Re: [PATCH v3 1/2] mm/memory-failure: fix missing ->mf_stats count in hugetlb poison

From: jane . chu

Date: Tue Dec 23 2025 - 13:29:09 EST



On 12/23/2025 12:50 AM, David Hildenbrand (Red Hat) wrote:
On 12/23/25 02:21, Jane Chu wrote:
When a newly poisoned subpage ends up in an already poisoned hugetlb
folio, 'num_poisoned_pages' is incremented, but the per node ->mf_stats
is not. Fix the inconsistency by designating action_result() to update
them both.

While at it, define __get_huge_page_for_hwpoison() return values in terms
of symbol names for better readibility. Also rename
folio_set_hugetlb_hwpoison() to hugetlb_update_hwpoison() since the
function does more than the conventional bit setting and the fact
three possible return values are expected.

Fixes: 18f41fa616ee4 ("mm: memory-failure: bump memory failure stats to pglist_data")
Cc: <stable@xxxxxxxxxxxxxxx>
Signed-off-by: Jane Chu <jane.chu@xxxxxxxxxx>
---
v2 -> v3:
   No change.
v1 -> v2:
   adapted David and Liam's comment, define __get_huge_page_for_hwpoison()
return values in terms of symbol names instead of naked integers for better
readibility.  #define instead of enum is used since the function has footprint
outside MF, just try to limit the MF specifics local.
   also renamed folio_set_hugetlb_hwpoison() to hugetlb_update_hwpoison()
since the function does more than the conventional bit setting and the
fact three possible return values are expected.

---
  mm/memory-failure.c | 56 ++++++++++++++++++++++++++-------------------
  1 file changed, 33 insertions(+), 23 deletions(-)

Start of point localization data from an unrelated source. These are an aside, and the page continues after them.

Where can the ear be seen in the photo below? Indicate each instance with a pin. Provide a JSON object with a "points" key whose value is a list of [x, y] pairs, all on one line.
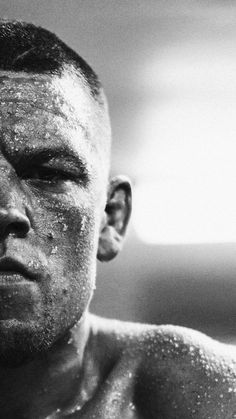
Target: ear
{"points": [[115, 218]]}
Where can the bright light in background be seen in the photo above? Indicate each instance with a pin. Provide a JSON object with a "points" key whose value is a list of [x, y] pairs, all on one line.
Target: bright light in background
{"points": [[186, 187], [180, 212]]}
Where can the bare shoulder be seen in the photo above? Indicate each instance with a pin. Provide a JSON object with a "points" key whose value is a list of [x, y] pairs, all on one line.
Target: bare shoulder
{"points": [[179, 372]]}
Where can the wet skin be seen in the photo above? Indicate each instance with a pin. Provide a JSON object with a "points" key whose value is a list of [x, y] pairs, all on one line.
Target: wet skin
{"points": [[56, 360]]}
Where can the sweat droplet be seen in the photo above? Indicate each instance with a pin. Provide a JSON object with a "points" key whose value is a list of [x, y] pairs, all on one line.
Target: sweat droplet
{"points": [[54, 250]]}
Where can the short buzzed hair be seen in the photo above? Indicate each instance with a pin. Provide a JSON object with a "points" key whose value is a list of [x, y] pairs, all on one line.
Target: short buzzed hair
{"points": [[30, 48]]}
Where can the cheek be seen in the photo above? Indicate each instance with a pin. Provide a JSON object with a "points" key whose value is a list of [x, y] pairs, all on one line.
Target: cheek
{"points": [[68, 231]]}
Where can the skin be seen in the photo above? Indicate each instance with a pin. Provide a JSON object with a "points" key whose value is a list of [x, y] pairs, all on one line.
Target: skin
{"points": [[57, 214]]}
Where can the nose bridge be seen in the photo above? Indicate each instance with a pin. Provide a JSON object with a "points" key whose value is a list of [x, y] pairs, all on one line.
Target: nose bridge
{"points": [[13, 217], [9, 188]]}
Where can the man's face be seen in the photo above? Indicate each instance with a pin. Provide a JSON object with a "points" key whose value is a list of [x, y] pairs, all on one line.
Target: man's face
{"points": [[52, 184]]}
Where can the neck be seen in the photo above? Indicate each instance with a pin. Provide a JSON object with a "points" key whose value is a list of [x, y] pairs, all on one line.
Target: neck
{"points": [[48, 383]]}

diff --git a/mm/memory-failure.c b/mm/memory-failure.c
index fbc5a01260c8..8b47e8a1b12d 100644
--- a/mm/memory-failure.c
+++ b/mm/memory-failure.c
@@ -1883,12 +1883,18 @@ static unsigned long __folio_free_raw_hwp(struct folio *folio, bool move_flag)
      return count;
  }
-static int folio_set_hugetlb_hwpoison(struct folio *folio, struct page *page)
+#define    MF_HUGETLB_ALREADY_POISONED    3  /* already poisoned */
+#define    MF_HUGETLB_ACC_EXISTING_POISON    4  /* accessed existing poisoned page */

What happened to the idea of using an enum?

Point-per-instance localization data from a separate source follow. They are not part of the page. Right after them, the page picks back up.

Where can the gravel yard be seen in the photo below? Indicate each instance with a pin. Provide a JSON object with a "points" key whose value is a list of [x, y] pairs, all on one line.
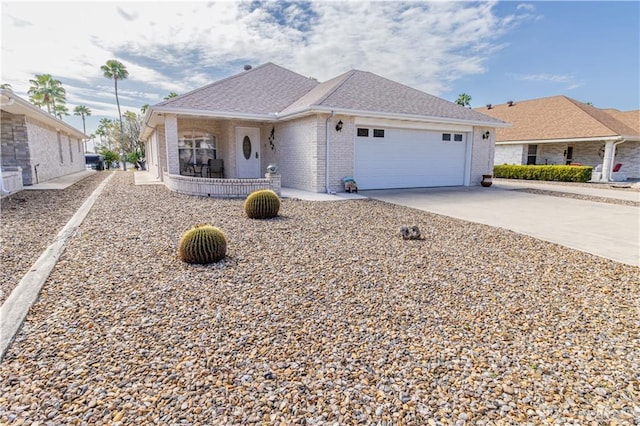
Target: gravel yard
{"points": [[30, 221], [323, 315]]}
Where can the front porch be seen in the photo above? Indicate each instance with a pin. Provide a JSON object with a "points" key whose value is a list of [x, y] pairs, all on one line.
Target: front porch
{"points": [[222, 188]]}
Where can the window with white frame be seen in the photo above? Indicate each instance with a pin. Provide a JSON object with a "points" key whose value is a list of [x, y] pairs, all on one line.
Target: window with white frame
{"points": [[195, 148]]}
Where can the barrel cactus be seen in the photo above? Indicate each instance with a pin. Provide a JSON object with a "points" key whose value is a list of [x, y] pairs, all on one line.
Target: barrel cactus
{"points": [[202, 244], [262, 204]]}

I briefly mentioned the reason of using #define instead of enum in the v1 -> v2 comment, more below.



+/*
+ * Set hugetlb folio as hwpoisoned, update folio private raw hwpoison list
+ * to keep track of the poisoned pages.
+ */
+static int hugetlb_update_hwpoison(struct folio *folio, struct page *page)
  {
      struct llist_head *head;
      struct raw_hwp_page *raw_hwp;
      struct raw_hwp_page *p;
-    int ret = folio_test_set_hwpoison(folio) ? -EHWPOISON : 0;
+    int ret = folio_test_set_hwpoison(folio) ? MF_HUGETLB_ALREADY_POISONED : 0;
      /*
       * Once the hwpoison hugepage has lost reliable raw error info,
@@ -1896,20 +1902,18 @@ static int folio_set_hugetlb_hwpoison(struct folio *folio, struct page *page)
       * so skip to add additional raw error info.
       */
      if (folio_test_hugetlb_raw_hwp_unreliable(folio))
-        return -EHWPOISON;
+        return MF_HUGETLB_ALREADY_POISONED;
+
      head = raw_hwp_list_head(folio);
      llist_for_each_entry(p, head->first, node) {
          if (p->page == page)
-            return -EHWPOISON;
+            return MF_HUGETLB_ACC_EXISTING_POISON;
      }
      raw_hwp = kmalloc(sizeof(struct raw_hwp_page), GFP_ATOMIC);
      if (raw_hwp) {
          raw_hwp->page = page;
          llist_add(&raw_hwp->node, head);
-        /* the first error event will be counted in action_result(). */
-        if (ret)
-            num_poisoned_pages_inc(page_to_pfn(page));
      } else {
          /*
           * Failed to save raw error info.  We no longer trace all
@@ -1955,32 +1959,30 @@ void folio_clear_hugetlb_hwpoison(struct folio *folio)
      folio_free_raw_hwp(folio, true);
  }
+#define    MF_HUGETLB_FREED            0    /* freed hugepage */
+#define    MF_HUGETLB_IN_USED            1    /* in-use hugepage */
+#define    MF_NOT_HUGETLB                2    /* not a hugepage */

If you're already dealing with negative error codes, "MF_NOT_HUGETLB" nicely
translated to -EINVAL.

Agreed, thanks, will make the change in next round.


But I wonder if it would be cleaner to just define all values in an enum and return
that enum instead of an int from the functions.

enum md_hugetlb_status {
    MF_HUGETLB_INVALID,        /* not a hugetlb folio */
    MF_HUGETLB_BUSY,        /* busy, retry later */
    MF_HUGETLB_FREED,        /* hugetlb folio was freed */
    MF_HUGETLB_IN_USED,        /* ??? no idea what that really means */
    MF_HUGETLB_FOLIO_PRE_POISONED,    /* folio already poisoned, per- page information unclear */
    MF_HUGETLB_PAGE_PRE_POISONED,    /* exact page already poisoned */
}

enum is nicer than #define for sure, the only concern I have is that, this enum as a return type from _get_huge_page_for_hwpoison()/
get_huge_page_for_hwpoison() will leave footprint in
include/linux/mm.h that declares _get_huge_page_for_hwpoison(),
include/linux/hugetlb.h that declares/defines get_huge_page_for_hwpoison(),
and mm/hugetlb.c.

Is there a neat way? or, am I nitpicking? :)

thanks,
-jane